Computer Power sold to Aussies

Local branch continues to thrive, despite Aussie problems

Training institute Computer Power New Zealand has been sold to Australian education services provider Didasko, which has also bought Computer Power Australia.

However, the sole reason for buying the now-defunct Comptuer Power Australia was to retain some back end functions that Computer Power Australia had been providing to Computer Power New Zealand, Didasko managing director Andrew Horton says.

“It was important to pick them up to ensure the continuity of the New Zealand business.”

Didasko was announced earlier this month as the buyer of the New Zealand and Australian Computer Power businesses, which were put up for sale in January by former owner EasyCall after the Australian operation ran into financial trouble.

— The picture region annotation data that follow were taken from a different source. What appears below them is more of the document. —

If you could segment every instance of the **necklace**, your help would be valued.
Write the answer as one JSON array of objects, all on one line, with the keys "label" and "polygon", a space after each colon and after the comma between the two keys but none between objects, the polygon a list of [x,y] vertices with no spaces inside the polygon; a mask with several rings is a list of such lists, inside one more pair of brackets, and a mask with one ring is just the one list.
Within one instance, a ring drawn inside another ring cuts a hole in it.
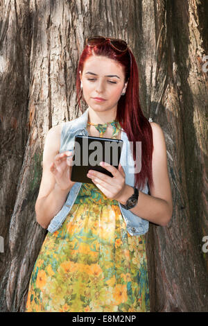
[{"label": "necklace", "polygon": [[92,122],[87,122],[87,126],[94,126],[96,128],[96,130],[98,130],[101,134],[101,137],[103,137],[107,128],[108,124],[110,124],[113,127],[114,131],[112,137],[116,137],[117,135],[119,135],[119,130],[121,129],[121,126],[119,122],[116,119],[110,122],[105,122],[105,123],[92,123]]}]

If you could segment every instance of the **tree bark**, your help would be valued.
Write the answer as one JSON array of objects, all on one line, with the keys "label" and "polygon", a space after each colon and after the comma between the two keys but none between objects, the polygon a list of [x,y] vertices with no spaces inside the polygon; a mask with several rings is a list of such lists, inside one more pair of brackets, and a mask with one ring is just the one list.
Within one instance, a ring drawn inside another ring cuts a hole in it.
[{"label": "tree bark", "polygon": [[141,108],[166,138],[173,214],[146,234],[150,310],[207,311],[207,15],[199,0],[0,0],[0,311],[25,309],[47,233],[35,212],[45,136],[81,114],[76,67],[92,35],[128,41]]}]

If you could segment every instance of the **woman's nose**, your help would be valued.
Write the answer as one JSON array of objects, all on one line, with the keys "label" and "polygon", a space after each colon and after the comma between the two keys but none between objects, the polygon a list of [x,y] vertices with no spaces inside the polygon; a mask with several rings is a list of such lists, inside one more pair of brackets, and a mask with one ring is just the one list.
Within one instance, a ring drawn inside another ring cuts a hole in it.
[{"label": "woman's nose", "polygon": [[96,92],[98,92],[98,93],[101,93],[101,92],[103,92],[104,88],[105,88],[104,83],[102,80],[98,81],[97,83],[96,87]]}]

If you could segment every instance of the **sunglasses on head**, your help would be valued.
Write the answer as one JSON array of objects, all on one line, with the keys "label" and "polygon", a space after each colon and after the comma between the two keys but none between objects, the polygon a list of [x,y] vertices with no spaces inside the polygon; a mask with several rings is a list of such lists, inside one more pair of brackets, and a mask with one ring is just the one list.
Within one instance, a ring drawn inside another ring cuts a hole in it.
[{"label": "sunglasses on head", "polygon": [[96,46],[96,45],[105,43],[107,40],[113,48],[116,50],[120,51],[121,52],[125,52],[129,49],[126,42],[123,40],[114,37],[105,37],[104,36],[93,36],[92,37],[88,37],[86,40],[86,44],[89,46]]}]

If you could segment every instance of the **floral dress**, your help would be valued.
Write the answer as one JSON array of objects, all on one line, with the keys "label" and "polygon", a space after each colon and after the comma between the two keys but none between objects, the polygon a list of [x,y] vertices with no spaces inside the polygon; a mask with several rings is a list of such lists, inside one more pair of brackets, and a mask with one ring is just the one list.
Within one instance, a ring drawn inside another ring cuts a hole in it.
[{"label": "floral dress", "polygon": [[[120,124],[109,123],[116,138]],[[103,137],[107,123],[94,126]],[[144,235],[130,235],[118,201],[83,183],[62,227],[46,234],[26,312],[149,311]]]}]

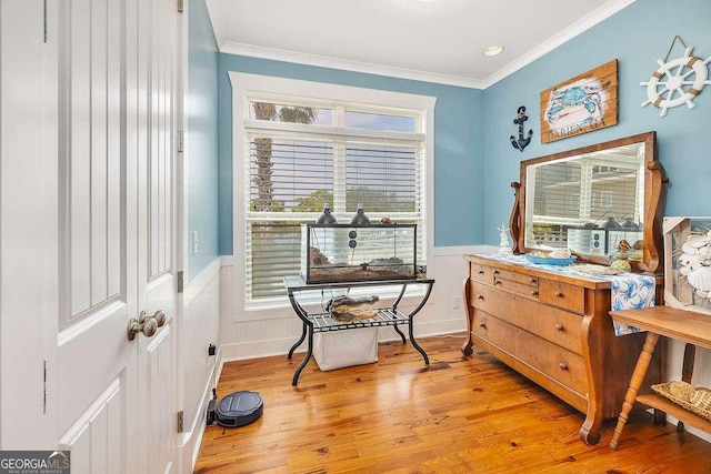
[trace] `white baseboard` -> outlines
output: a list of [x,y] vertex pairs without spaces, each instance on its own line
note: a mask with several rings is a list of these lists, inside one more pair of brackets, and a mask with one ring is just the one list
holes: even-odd
[[[388,330],[388,326],[380,327],[380,337],[378,342],[389,342],[389,341],[399,341],[400,336],[394,332],[393,329]],[[407,335],[407,329],[401,327],[403,333]],[[461,319],[455,320],[445,320],[445,321],[437,321],[437,322],[423,322],[418,323],[415,326],[415,337],[418,340],[422,337],[437,336],[443,334],[453,334],[458,332],[465,331],[465,322]],[[259,359],[259,357],[270,357],[273,355],[283,355],[287,356],[291,346],[298,341],[298,337],[282,337],[282,339],[272,339],[267,341],[254,341],[254,342],[246,342],[246,343],[233,343],[233,344],[224,344],[220,350],[219,357],[219,371],[218,371],[218,381],[219,375],[222,373],[222,365],[226,362],[231,361],[244,361],[248,359]],[[463,340],[462,340],[463,342]],[[423,347],[427,352],[427,347]],[[307,350],[307,341],[304,340],[299,347],[294,352],[303,353]]]

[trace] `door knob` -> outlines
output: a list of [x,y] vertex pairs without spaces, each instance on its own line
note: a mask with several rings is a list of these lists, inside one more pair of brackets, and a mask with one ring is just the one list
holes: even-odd
[[152,316],[147,316],[146,311],[141,311],[141,315],[136,317],[131,317],[129,320],[129,326],[126,330],[126,335],[129,341],[133,341],[136,339],[136,334],[142,332],[146,337],[151,337],[158,331],[158,323],[156,319]]
[[158,327],[162,327],[163,324],[166,324],[166,313],[163,313],[162,310],[158,310],[154,314],[153,314],[153,319],[156,320],[156,322],[158,323]]

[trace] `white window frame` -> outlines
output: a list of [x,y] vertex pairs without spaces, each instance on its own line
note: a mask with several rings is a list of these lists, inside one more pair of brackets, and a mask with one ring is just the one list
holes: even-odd
[[[298,79],[276,78],[243,72],[229,72],[232,84],[232,253],[238,269],[247,264],[247,239],[242,229],[247,221],[246,193],[243,186],[249,186],[249,157],[247,155],[246,123],[249,123],[250,98],[270,97],[281,100],[284,95],[309,98],[313,102],[341,103],[372,103],[383,108],[409,109],[421,112],[422,128],[425,139],[425,195],[424,195],[424,245],[428,261],[432,259],[434,248],[434,104],[437,98],[410,94],[403,92],[382,91],[377,89],[339,85],[326,82],[303,81]],[[418,265],[428,265],[428,261]],[[415,285],[413,288],[417,288]],[[234,289],[237,307],[242,311],[261,311],[289,306],[288,299],[279,302],[250,302],[248,304],[243,290],[247,288],[246,272],[234,272]],[[371,289],[372,290],[372,289]],[[387,294],[384,296],[388,296]],[[236,307],[236,309],[237,309]]]

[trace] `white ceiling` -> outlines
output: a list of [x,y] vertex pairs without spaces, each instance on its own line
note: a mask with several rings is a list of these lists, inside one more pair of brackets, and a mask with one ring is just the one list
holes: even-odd
[[207,0],[222,52],[477,89],[632,2]]

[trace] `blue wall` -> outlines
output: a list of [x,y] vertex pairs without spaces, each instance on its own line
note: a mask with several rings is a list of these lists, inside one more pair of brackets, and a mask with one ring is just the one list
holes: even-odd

At the time, James Stewart, a partner at firm Ferrier Hodgson which handled the sale, told Computerworld the New Zealand branch escaped the woes facing its Australian counterpart due to several factors including “a much lower overhead structure”.

After Didasko picked up the back end assets from Computer Power Australia, the Australian operation was shut down and its 1200 students transferred to other training institutes.

Horton says Computer Power New Zealand is “a good business” and that Didasko had been looking for a way to expand into New Zealand.

“This gives us an opportunity to do that.”

Didasko provides vocational training to Australian organisations in the form of multimedia and e-learning products covering the retail, hospitality, telco, office administration and asset maintenance sectors. It also provides education-related ICT support services and is a registered private TAFE (Technical and Further Education) provider in Australia.

The company had been looking at expanding into IT training, Horton says.

He says there will be no redundancies among Computer Power NZ’s 28 staff and that for the next 3-6 months “we will be observing — we’re not looking to restructure”.

He wouldn’t discuss the financial terms of the purchase, citing confidentiality agreements.